Page MenuHomePhabricator

Evaluate Parsoid HTML size from a performance POV for serving read views
Open, MediumPublic

Description

This is a first-pass thought-dump draft. Edit and improve to better organize.

For Parsoid read views, we need to evaluate performance on a few different axes. One of them is HTML size. Parsing, CPT (now known as PET), and Performance Teams had a meeting in July 2020 and the notes of that conversation are captured in https://www.mediawiki.org/wiki/Parsing/Parser_Unification/Performance#HTML_output_size.

This phab task is to follow up on that conversation.

A priori, we know that Parsoid HTML is going to be bigger than core parser HTML that is currently being served. Parsoid HTML has a bunch of additional information relative to the core parser HTML (see https://www.mediawiki.org/wiki/Specs/HTML for Parsoid's output HTML spec)

  1. data-parsoid attribute -- currently stripped and stored separately in storage / cache and not shipped to clients
  2. data-mw attribute -- currently shipped to all clients but the plan is to strip them from the HTML and stored separately (and for editing clients to fetch them out-of-band on-demand). See T78676: Store & load data-mw separately.
  3. rel="mw:." attributes on links
  4. typeof=".." attributes on template, extension, and media output
  5. id=".." attribute on all DOM nodes (for indexing into a JSON blob that stores data-parsoid & data-mw attributes offline)
  6. <section> wrappers
  7. marker nodes for various rendering-transparent content in wikitext (interlanguage links, category links, magic word directives, etc.)

We know from usage that editing and various other clients rely on some or all of this information. Parsoid's value proposition is precisely this and other semantic information that insulates all MediaWiki content consumers from having to know much about wikitext parsing to understand and manipulate wiki content while respecting wikitext semantics.

But, as the above list makes clear, that value for various clients comes at a potential HTML size cost.

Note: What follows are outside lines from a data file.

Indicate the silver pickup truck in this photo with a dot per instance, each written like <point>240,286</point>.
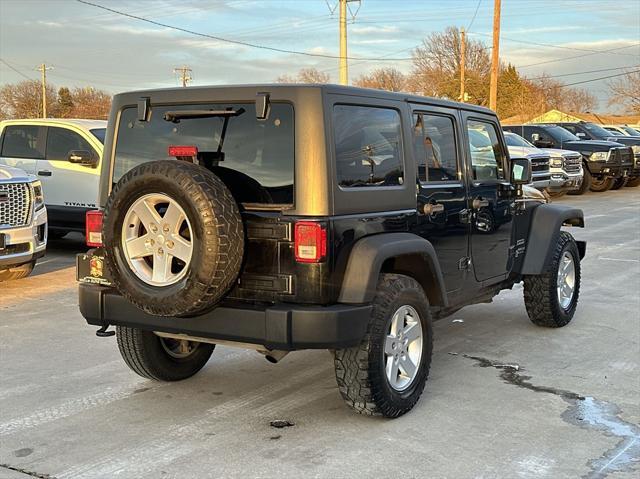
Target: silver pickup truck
<point>23,223</point>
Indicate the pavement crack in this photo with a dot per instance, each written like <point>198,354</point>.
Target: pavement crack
<point>585,412</point>
<point>28,473</point>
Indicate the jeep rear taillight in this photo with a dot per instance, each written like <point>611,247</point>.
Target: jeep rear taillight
<point>310,242</point>
<point>93,223</point>
<point>183,151</point>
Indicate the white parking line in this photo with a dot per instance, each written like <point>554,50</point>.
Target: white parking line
<point>618,259</point>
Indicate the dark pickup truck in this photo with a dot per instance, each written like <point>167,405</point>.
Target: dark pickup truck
<point>590,131</point>
<point>602,160</point>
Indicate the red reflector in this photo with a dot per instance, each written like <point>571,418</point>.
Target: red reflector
<point>183,151</point>
<point>310,242</point>
<point>93,223</point>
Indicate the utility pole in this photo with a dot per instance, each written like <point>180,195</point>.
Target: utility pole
<point>495,57</point>
<point>185,74</point>
<point>463,52</point>
<point>344,69</point>
<point>344,72</point>
<point>43,69</point>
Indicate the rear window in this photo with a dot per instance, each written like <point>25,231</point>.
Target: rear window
<point>368,146</point>
<point>258,162</point>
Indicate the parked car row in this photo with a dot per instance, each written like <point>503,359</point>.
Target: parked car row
<point>607,161</point>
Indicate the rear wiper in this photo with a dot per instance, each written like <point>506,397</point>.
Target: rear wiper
<point>176,116</point>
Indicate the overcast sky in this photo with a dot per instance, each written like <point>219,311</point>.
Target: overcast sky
<point>89,46</point>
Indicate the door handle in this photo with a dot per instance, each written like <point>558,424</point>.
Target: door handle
<point>432,208</point>
<point>480,203</point>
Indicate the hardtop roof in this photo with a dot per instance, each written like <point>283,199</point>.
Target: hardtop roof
<point>326,87</point>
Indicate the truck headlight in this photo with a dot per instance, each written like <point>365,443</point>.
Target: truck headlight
<point>38,197</point>
<point>599,156</point>
<point>556,161</point>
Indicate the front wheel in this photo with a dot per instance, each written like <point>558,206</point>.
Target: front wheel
<point>620,183</point>
<point>602,184</point>
<point>386,374</point>
<point>585,185</point>
<point>552,297</point>
<point>161,359</point>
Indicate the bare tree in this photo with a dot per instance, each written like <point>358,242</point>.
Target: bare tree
<point>90,103</point>
<point>389,79</point>
<point>625,91</point>
<point>24,99</point>
<point>305,75</point>
<point>436,67</point>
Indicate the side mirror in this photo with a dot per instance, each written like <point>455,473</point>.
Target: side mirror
<point>520,171</point>
<point>83,157</point>
<point>263,106</point>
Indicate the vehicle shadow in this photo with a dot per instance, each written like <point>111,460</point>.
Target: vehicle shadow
<point>61,253</point>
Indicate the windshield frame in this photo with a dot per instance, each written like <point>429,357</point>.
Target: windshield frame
<point>512,135</point>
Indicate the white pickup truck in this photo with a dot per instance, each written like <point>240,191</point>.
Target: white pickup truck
<point>23,223</point>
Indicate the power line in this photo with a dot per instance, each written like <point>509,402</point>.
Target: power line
<point>226,40</point>
<point>583,73</point>
<point>601,78</point>
<point>576,56</point>
<point>15,70</point>
<point>548,45</point>
<point>474,16</point>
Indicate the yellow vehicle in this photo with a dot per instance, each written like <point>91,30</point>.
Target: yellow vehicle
<point>65,154</point>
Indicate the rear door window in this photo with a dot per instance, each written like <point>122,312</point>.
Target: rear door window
<point>258,155</point>
<point>434,144</point>
<point>24,141</point>
<point>368,146</point>
<point>487,154</point>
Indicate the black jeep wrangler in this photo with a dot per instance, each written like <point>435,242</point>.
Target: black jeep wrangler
<point>280,218</point>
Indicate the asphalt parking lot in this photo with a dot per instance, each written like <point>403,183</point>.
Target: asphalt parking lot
<point>504,398</point>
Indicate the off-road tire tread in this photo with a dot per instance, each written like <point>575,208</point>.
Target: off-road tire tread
<point>540,295</point>
<point>358,379</point>
<point>224,226</point>
<point>134,349</point>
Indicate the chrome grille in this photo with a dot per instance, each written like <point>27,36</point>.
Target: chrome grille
<point>539,164</point>
<point>15,204</point>
<point>626,155</point>
<point>572,163</point>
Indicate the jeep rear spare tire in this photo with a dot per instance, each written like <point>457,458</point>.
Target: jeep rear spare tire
<point>173,237</point>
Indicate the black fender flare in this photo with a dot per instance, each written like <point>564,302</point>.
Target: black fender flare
<point>410,255</point>
<point>544,231</point>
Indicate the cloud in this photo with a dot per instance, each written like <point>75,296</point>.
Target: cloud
<point>559,28</point>
<point>375,41</point>
<point>374,30</point>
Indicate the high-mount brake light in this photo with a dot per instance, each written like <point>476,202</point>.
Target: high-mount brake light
<point>94,228</point>
<point>182,151</point>
<point>310,242</point>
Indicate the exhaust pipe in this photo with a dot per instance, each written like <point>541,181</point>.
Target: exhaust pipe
<point>274,356</point>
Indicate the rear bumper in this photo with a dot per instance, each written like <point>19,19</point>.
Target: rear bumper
<point>282,326</point>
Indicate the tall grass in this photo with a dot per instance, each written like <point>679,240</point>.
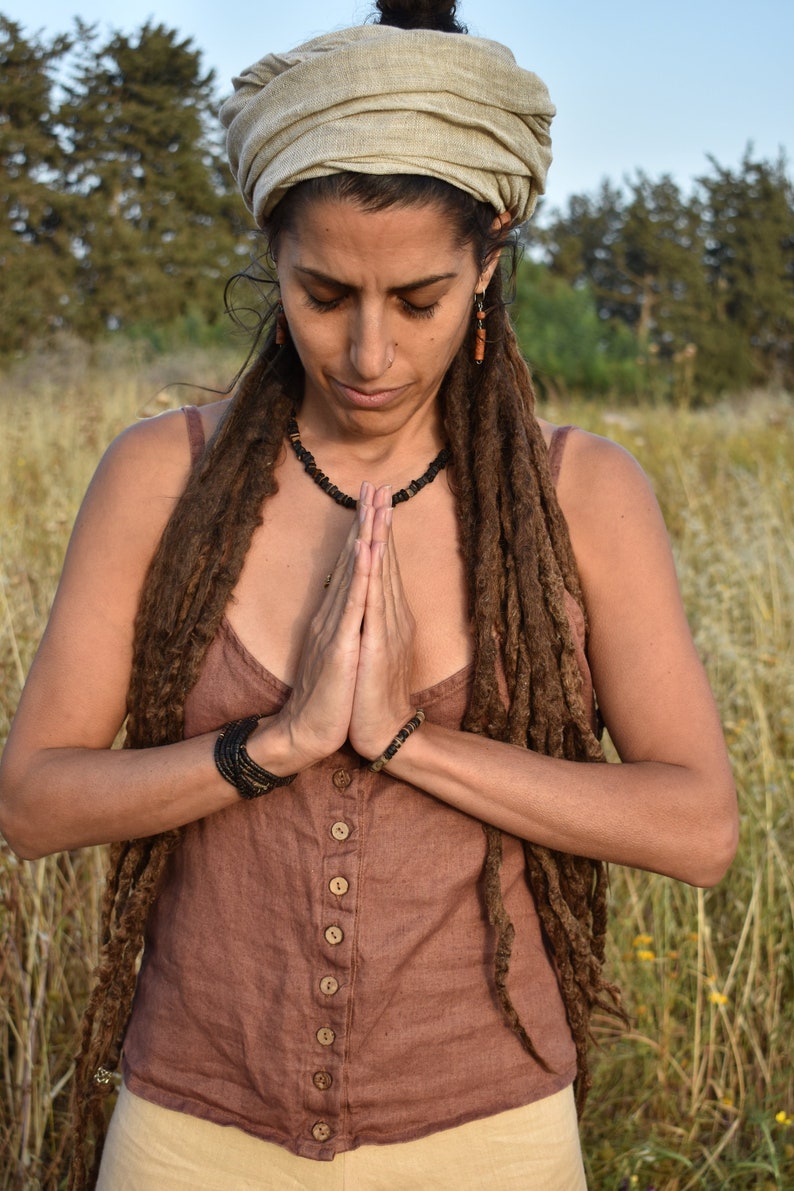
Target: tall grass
<point>699,1091</point>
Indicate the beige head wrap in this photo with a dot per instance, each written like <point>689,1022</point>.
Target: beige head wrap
<point>380,100</point>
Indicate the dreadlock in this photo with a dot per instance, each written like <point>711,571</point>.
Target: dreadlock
<point>519,565</point>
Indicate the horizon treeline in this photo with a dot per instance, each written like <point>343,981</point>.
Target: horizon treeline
<point>118,214</point>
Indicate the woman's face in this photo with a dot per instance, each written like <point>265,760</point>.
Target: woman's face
<point>377,305</point>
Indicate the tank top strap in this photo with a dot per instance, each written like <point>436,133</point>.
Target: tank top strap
<point>556,448</point>
<point>194,432</point>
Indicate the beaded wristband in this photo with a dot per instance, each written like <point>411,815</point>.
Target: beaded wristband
<point>237,767</point>
<point>399,741</point>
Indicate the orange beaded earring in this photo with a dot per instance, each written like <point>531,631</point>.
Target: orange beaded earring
<point>282,328</point>
<point>480,330</point>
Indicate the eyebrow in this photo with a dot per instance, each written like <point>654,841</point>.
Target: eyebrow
<point>421,284</point>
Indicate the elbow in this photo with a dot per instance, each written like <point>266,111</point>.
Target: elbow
<point>19,828</point>
<point>720,841</point>
<point>18,837</point>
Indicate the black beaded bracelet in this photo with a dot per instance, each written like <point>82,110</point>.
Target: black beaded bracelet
<point>399,741</point>
<point>237,767</point>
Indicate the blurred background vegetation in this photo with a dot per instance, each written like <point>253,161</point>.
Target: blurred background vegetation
<point>662,319</point>
<point>118,216</point>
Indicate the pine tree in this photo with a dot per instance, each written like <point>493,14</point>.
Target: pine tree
<point>36,260</point>
<point>157,230</point>
<point>749,259</point>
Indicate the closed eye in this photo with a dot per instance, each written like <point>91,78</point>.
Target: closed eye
<point>411,309</point>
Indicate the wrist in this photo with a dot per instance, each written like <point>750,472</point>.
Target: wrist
<point>408,728</point>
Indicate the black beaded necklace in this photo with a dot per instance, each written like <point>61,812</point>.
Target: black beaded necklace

This task is to evaluate the performance implications of this wrt read views.. I imagine some or all of the following would be needed:

  • Identify a suitable benchmark set of pages (or repeatable methodology to build such a set of pages if we want to periodically reassess decisions made now) across production wikis.
  • Given the above benchmark set, assess the HTML size impact of the extra information Parsoid adds for all items in the above list except for items 1 & 2. There is value to doing this analysis for items 1 & 2 as well for purposes of HTML storage / cache costs, but is otherwise tangential to the primary focus of this task. The tests should be done so that we can evaluate the impact on both raw as well as gzipped (or whatever compression scheme is used for network payloads) output.
  • Come up with anticipated performance impacts given the results from the performance tests above.

Based on these results, we will probably have to identify what what mitigation actions are needed, if any. This next step is likely going to be an evaluation of performance tradeoffs. As observed earlier, given its utility to various downstream Wikimedia content consumers, Parsoid's raw HTML (what we emit today) is unlikely to change significantly, and the API endpoints might continue to serve that unmodified HTML as well. Given this, Parsoid's raw output would need to be cached (for performance reasons).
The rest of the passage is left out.